# A big Hello from Sweden!



## Sailor Moon (Aug 1, 2005)

My name is Nina, 22 yrs. I live in Sweden with my boyfriend Markus and a black cat named Tussan. 










My interests are japanese culture, cats, music and movies. I'm a big fan of Hello Kitty










/ Nina y^_^y


----------



## Katten Minnaar (Mar 18, 2005)

Welcome to the forum  

I hope you enjoy it here as its full with lots of nice people and cats too  

I would love to see a photo of your cat, I love black cats  

Take care

Eva x


----------



## Sailor Moon (Aug 1, 2005)

I have posted 2 photos of my cat in "Meet my kitty" ^_^


----------



## DesnBaby (Apr 18, 2004)

Welcome, I love Sailor Moon & Hello Kitty too!


----------



## BoscosMum (Apr 29, 2004)

Welcome to the forum!


----------



## nerilka (May 17, 2005)

Hello, I have 2 black girls and also love Hello kitty and Sailor Moon 8) Does the name Tussan mean any thing ? hope to hear more about your kitty


----------



## dmcwlvssr (Apr 24, 2005)

Hello & welcome!
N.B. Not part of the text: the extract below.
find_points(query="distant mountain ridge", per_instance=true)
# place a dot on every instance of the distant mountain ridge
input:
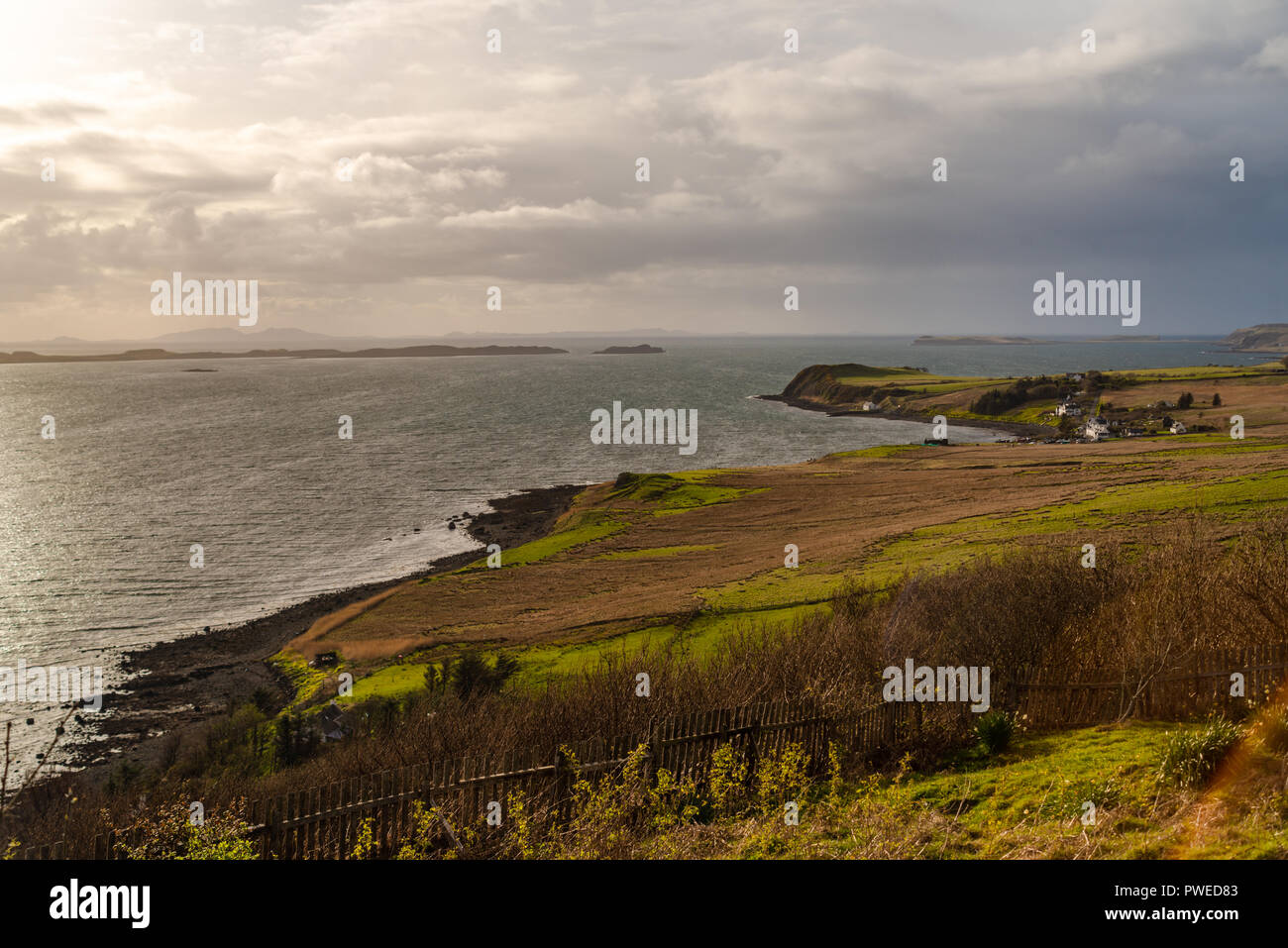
(403, 352)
I am donna owned proudly by the incredible trio!


----------



## zoeae (Feb 21, 2005)

welcome


----------



## kitkat (Sep 22, 2003)

Welcome to the forum Nina, I'm also another Hello Kitty fan


----------



## Sailor Moon (Aug 1, 2005)

Thanks a lot ^_^


"Tussan" doesn't mean anything special, but it is a very popular cat name here in Sweden.


----------



## Jeanie (Jun 18, 2003)

I missed your post, Nina.  I'm sorry, so I'll have to give you a special welcome!


----------